Le passage au 100% E-Learning causé par la COVID 19 a créé un intérêt nouveau de la part des fonds d’investissements pour les EdTech. Si dans un premier temps, l’intérêt s’est porté rapidement sur les plateformes E-Learning qui conçoivent et diffusent des cours en ligne, on note à présent un élargissement des acquisitions vers des plateformes digitales de Knowledge Management à destination des entreprises.
Cet intérêt nouveau des fonds d’investissements pour les EdTech, notamment en Europe, est plutôt à saluer. En effet, comparativement à la FoodTech, la FinTech ou l’ InsurTech, les levées de fonds dans le secteur de la EdTech en Europe se positionnaient à un niveau extrêmement bas. Or, c’est par l’investissement privé également que l’offre progressera.

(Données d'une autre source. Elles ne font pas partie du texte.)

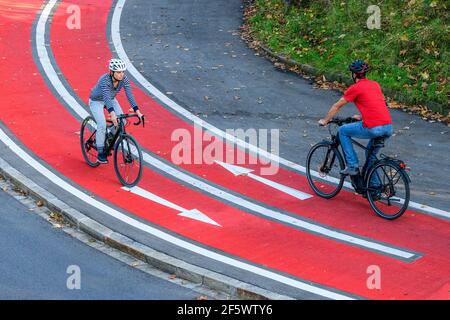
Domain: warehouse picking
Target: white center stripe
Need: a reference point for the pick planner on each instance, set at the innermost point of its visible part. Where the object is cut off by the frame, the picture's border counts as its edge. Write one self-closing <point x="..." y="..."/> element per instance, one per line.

Pour terminer, votre dernier conseil pour réussir cette conduite du changement ?
Vérifier au préalable que le Top Management est convaincu que cette conduite du changement doit avoir lieu, qu’il a une vision claire de la nouvelle institution qu’il veut créer et qu’il est prêt à mettre un terme à certaines « baronnies politiques internes » afin d’aboutir à cette nouvelle institution qui sera plus adaptée à l’environnement concurrentiel !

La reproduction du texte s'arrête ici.